Photo of Willie Nelson

Willie Nelson
(singer/songwriter, born April 30, 1933, Abbott, Texas)
Kennedy Center Honors: A Celebration of the Performing Arts aired on December 30, 1998, on the CBS television network.,  and Willie Nelson was honored along with Bill Cosby, Fred Ebb & John Kander, Andre Previn, and Shirley Temple Black.

Willie Nelson
(singer/songwriter, born April 30, 1933, Abbott, Texas)

Willie Nelson is one of contemporary music’s rare genuine icons, the 65-year-old singer, songwriter, guitarist, and actor remains a restlessly creative soul. In a career that now spans five decades recording more than 200 albums, writing many of this country’s most enduring songs, acting in more than 30 movies and television shows, crisscrossing the country on his concert tours, and masterminding innumerable benefit concerts, Willie Nelson has continually renewed his artistic vision, remaining always what Kris Kristofferson calls “a profound, original songwriter in a class with Stephen Foster who continues to enrich our lives with greatness.”

In this decade alone, Nelson has recorded a string of critically acclaimed albums like Across the Borderline, Moonlight Becomes You (a collection of standards), and Just One Love (a prime example of Texas-style country music), along with two albums as a member of the Highwaymen. Nelson also has been the subject of an alternative rock tribute album, three boxed sets, and a star-studded 60th birthday television special. And he continues to tour, spending more than 200 nights a year on the traveling bus that is his home away from home.

His voice is instantly recognizable: a plaintive, sweet sound that magically pierces the heart. His geniius is more: he creates music that is a soul-searching exploration of love and spirituality, often very sad, drawn from the deep well of this country’s many voices–country, gospel, pop, jazz, and blues–but uniquely original. “If America only had one voice,” says Emmylou Harris, “it would be Willie’s.

“Willie Nelson was born in the farmlands of central Texas, got his first guitar at age six, and was weaned on the music of such fellow Texans Bob Wills and Ernest Tubb, as well as the big bands of the day, their Tin Pan Alley pop songs, and the hits of Frank Sinatra. Willie knew early on that he would not be a farmer, but an entertainer. While still in his teens, Nelson started playing dances and honky-tonks, and by the time he graduated from high school, Nelson had his own regular radio show.

After a brief stint in the Air Force, Nelson landed in Houston, where he made his first commercial recordings. With a few of his songs, performed by others, hitting the charts, Nelson moved to Nashville to make his fortune as a singer. After only two years he had well established himself as the town’s most sought-after writer with three monster hits: “Funny How Time Slips Away,” “Night Life,” and the landmark Patsy Cline single, “Crazy.”
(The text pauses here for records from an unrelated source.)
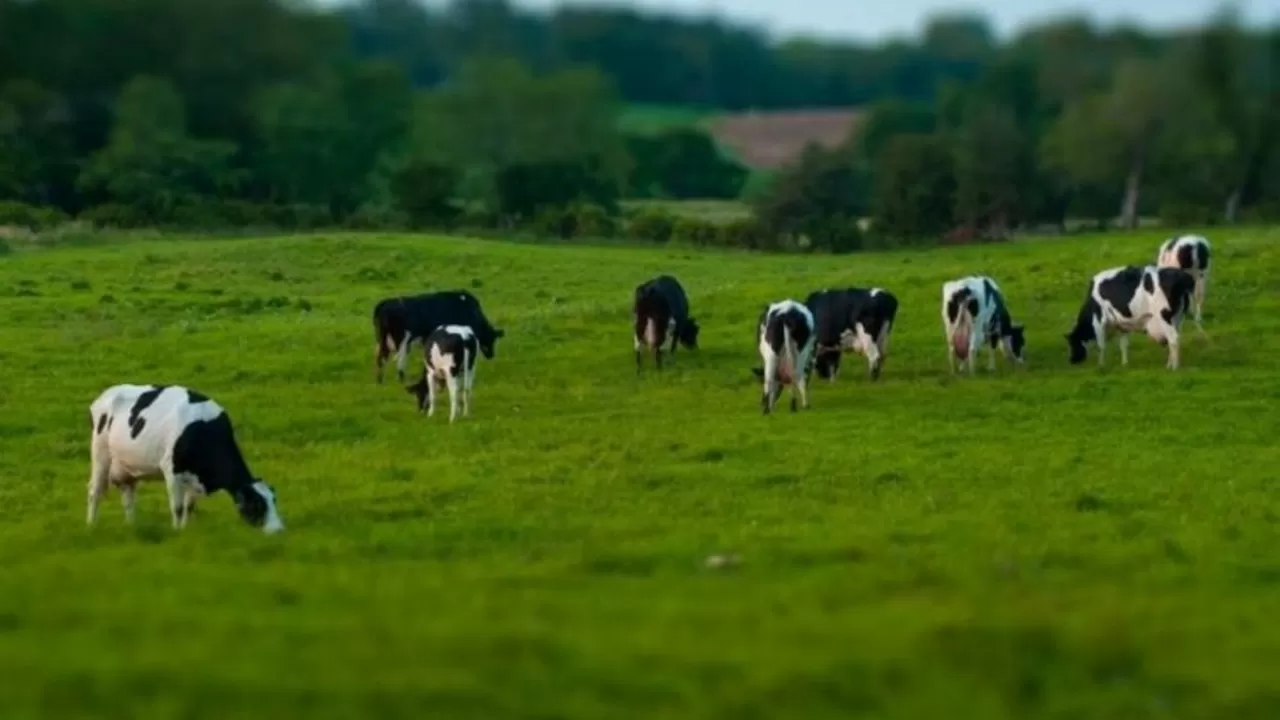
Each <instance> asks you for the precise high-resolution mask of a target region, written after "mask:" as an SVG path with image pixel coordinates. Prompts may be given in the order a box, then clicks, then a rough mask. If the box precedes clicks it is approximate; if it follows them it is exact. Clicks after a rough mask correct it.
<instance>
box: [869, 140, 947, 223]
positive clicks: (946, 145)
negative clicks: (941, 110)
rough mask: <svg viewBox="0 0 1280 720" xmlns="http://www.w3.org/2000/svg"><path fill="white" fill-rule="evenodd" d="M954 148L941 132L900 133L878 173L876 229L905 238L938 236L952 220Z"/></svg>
mask: <svg viewBox="0 0 1280 720" xmlns="http://www.w3.org/2000/svg"><path fill="white" fill-rule="evenodd" d="M955 190H956V182H955V173H954V169H952V154H951V149H950V147H948V146H947V143H946V140H945V138H943V137H942V136H938V135H900V136H897V137H895V138H893V140H891V141H890V142H888V145H887V146H886V147H884V152H883V156H882V164H881V168H879V172H878V173H877V176H876V192H874V205H873V213H874V231H876V233H877V234H882V236H886V237H893V238H899V240H919V238H928V237H937V236H940V234H941V233H943V232H946V231H947V228H950V227H951V225H952V206H954V202H955V201H954V197H955Z"/></svg>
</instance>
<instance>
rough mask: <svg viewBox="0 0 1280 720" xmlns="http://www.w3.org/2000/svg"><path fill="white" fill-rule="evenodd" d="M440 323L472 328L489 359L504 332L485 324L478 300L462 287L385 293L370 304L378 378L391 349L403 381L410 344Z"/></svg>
mask: <svg viewBox="0 0 1280 720" xmlns="http://www.w3.org/2000/svg"><path fill="white" fill-rule="evenodd" d="M440 325H467V327H470V328H472V329H474V331H475V333H476V340H479V342H480V352H483V354H484V356H485V357H488V359H490V360H492V359H493V356H494V343H495V342H497V341H498V338H500V337H503V336H504V334H506V333H504V332H503V331H500V329H495V328H494V327H493V325H492V324H489V319H488V318H485V315H484V311H483V310H481V309H480V301H479V300H476V297H475V296H474V295H471V293H470V292H467V291H465V290H447V291H442V292H429V293H424V295H406V296H401V297H388V299H387V300H381V301H379V302H378V305H375V306H374V363H375V365H376V369H378V382H379V383H381V382H383V366H384V365H385V364H387V359H388V357H389V356H390V354H392V352H396V354H397V356H396V372H397V375H398V377H399V380H401V382H404V363H406V360H407V357H408V350H410V346H411V345H412V343H413V341H415V340H419V341H422V340H425V338H426V337H428V336H429V334H431V331H434V329H435V328H438V327H440Z"/></svg>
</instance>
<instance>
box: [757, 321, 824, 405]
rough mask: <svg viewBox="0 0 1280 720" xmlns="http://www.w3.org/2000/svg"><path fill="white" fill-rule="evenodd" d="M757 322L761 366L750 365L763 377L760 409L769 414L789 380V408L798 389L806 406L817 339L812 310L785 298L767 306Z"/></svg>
mask: <svg viewBox="0 0 1280 720" xmlns="http://www.w3.org/2000/svg"><path fill="white" fill-rule="evenodd" d="M758 325H759V328H758V333H756V340H758V345H759V348H760V357H762V359H763V360H764V368H763V369H760V368H753V370H751V372H753V373H755V377H756V378H760V379H763V380H764V392H763V395H762V396H760V409H762V410H763V411H764V414H765V415H768V414H769V411H771V410H773V406H774V405H776V404H777V401H778V396H780V395H781V393H782V386H785V384H790V386H791V411H792V413H795V411H796V395H797V393H799V396H800V401H801V402H803V404H804V407H805V409H806V410H808V409H809V389H808V386H806V377H808V373H809V364H810V363H813V348H814V345H815V341H817V340H818V336H817V333H815V332H814V322H813V313H810V311H809V309H808V307H805V306H804V305H803V304H800V302H796V301H795V300H791V299H787V300H782V301H780V302H774V304H773V305H769V306H767V307H765V309H764V311H763V313H762V314H760V319H759V323H758Z"/></svg>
In 1970 Nelson moved back to Texas, performed at honky-tonks and rock concerts, and recorded two of his classic albums Shotgun Willie and Phases and Stages. His 1975 album, Red Headed Stranger, a country concept album, yielded a hit, “Blue Eyes Crying in the Rain,” and spearheaded a traditional country revival. The following year, a compilation album of previously issued Nelson material, Wanted.- The Outlaws, became the first million-selling country album, remains one of the best-selling country music album of all time, and sparked a musical revolution.
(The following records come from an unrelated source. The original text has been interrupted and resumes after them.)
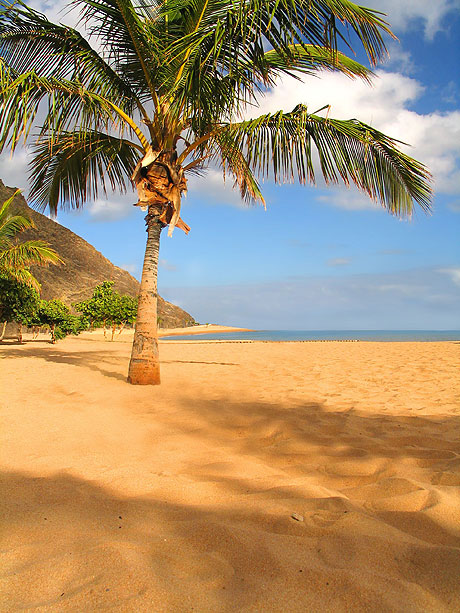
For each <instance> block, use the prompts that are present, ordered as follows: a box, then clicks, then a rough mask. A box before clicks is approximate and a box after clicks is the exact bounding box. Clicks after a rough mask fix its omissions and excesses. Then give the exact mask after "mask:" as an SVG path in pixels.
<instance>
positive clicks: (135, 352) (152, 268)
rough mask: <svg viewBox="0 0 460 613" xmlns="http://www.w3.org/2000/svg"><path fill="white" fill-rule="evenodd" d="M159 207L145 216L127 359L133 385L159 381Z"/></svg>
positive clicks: (159, 214)
mask: <svg viewBox="0 0 460 613" xmlns="http://www.w3.org/2000/svg"><path fill="white" fill-rule="evenodd" d="M159 215H160V211H159V208H158V207H156V206H155V205H150V206H149V210H148V213H147V215H146V217H145V221H146V224H147V246H146V248H145V257H144V267H143V269H142V280H141V288H140V293H139V305H138V307H137V318H136V329H135V332H134V341H133V349H132V352H131V361H130V363H129V373H128V383H133V384H134V385H158V384H159V383H160V360H159V355H158V330H157V302H158V294H157V274H158V254H159V250H160V234H161V230H162V227H163V224H162V223H161V221H160V219H159Z"/></svg>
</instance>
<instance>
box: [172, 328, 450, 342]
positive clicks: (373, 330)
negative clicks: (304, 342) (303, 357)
mask: <svg viewBox="0 0 460 613" xmlns="http://www.w3.org/2000/svg"><path fill="white" fill-rule="evenodd" d="M162 340H188V341H190V340H210V341H212V340H226V341H235V340H246V341H393V342H394V341H397V342H401V341H406V342H408V341H431V342H434V341H460V331H459V330H254V331H250V332H220V333H212V334H211V333H210V334H194V335H193V336H191V335H181V336H165V337H163V338H162Z"/></svg>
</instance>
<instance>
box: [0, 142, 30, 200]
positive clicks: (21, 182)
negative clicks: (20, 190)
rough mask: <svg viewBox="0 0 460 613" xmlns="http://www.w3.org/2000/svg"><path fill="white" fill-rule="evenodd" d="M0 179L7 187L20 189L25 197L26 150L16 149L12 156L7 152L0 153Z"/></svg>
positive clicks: (25, 149)
mask: <svg viewBox="0 0 460 613" xmlns="http://www.w3.org/2000/svg"><path fill="white" fill-rule="evenodd" d="M0 178H1V179H2V181H3V183H4V184H5V185H7V186H8V187H20V188H21V189H22V190H23V192H24V196H26V197H27V190H28V187H29V185H28V180H27V178H28V173H27V151H26V149H17V150H16V153H15V154H14V155H13V156H11V155H10V154H9V152H7V151H5V152H4V153H2V155H1V156H0Z"/></svg>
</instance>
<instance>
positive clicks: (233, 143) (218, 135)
mask: <svg viewBox="0 0 460 613" xmlns="http://www.w3.org/2000/svg"><path fill="white" fill-rule="evenodd" d="M233 136H234V135H233V134H232V133H231V132H229V131H223V132H219V133H217V134H216V135H215V136H213V137H211V139H210V140H209V141H208V142H207V145H206V147H207V149H209V150H210V152H212V153H210V154H209V161H211V162H212V161H213V162H215V163H217V164H218V165H219V166H220V168H221V169H222V172H223V175H224V180H225V177H226V174H227V172H228V173H229V174H230V175H231V176H232V177H233V179H234V186H233V187H238V188H239V190H240V195H241V199H242V200H243V201H245V202H248V203H252V202H260V203H261V204H263V206H264V207H265V200H264V197H263V195H262V192H261V190H260V186H259V184H258V182H257V180H256V178H255V177H254V174H253V172H252V170H251V168H250V166H249V164H248V162H247V160H246V158H245V156H244V154H243V152H242V151H241V149H240V148H239V147H238V142H237V140H235V139H234V138H233Z"/></svg>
By 1978, Nelson changed course again with Stardust, a collection of pop standards that spent more than a decade on the country charts. Nelson also embarked on his acting career that came to include the films Thief, The Electric Horseman, Honeysuckle Rose, Barbarosa, Songwriter and, most recently, Wag the Dog. On television he has appeared as guest star on such shows as “Doctor Quinn, Medicine Woman” and “Nash Bridges.”

His Fourth of July picnics, which began in 1973, have become the stuff of legend, while his Farm Aid shows have helped call attention to the plight of the American farmer. His popularity soared and his work became a national touchstone for American popular music. In 1980, he was invited to sing the National Anthem at the Democratic National Convention. Nelson also recorded duets with such diverse stars as Julio Iglesias, Bob Dylan, Ray Charles, Leon Russell, Dolly Parton, Neil Young, Waylon Jennings, Kris Kristofferson, George Jones, and Merle Haggard.

Willle Nelson helped reinvent country music. Throughout his career he has not only entertained, but has given us part of our heritage. His music helps us to know what we are as Americans and where we came from. “Willie Nelson’s impact on American music is indelible,” says Carlos Santana. “He stands at the crossroads of all the sounds and colors of his country. What he reflects is true soul and sincerity.” What he is– is Americana.

One Response to “This day in Willie Nelson history: Kennedy Center Honors (12/30/98)”

  1. Barbara says:

    I sure wish I had a tape of that show. I’m sure I saw it but can’t picture it, or obviously hear it.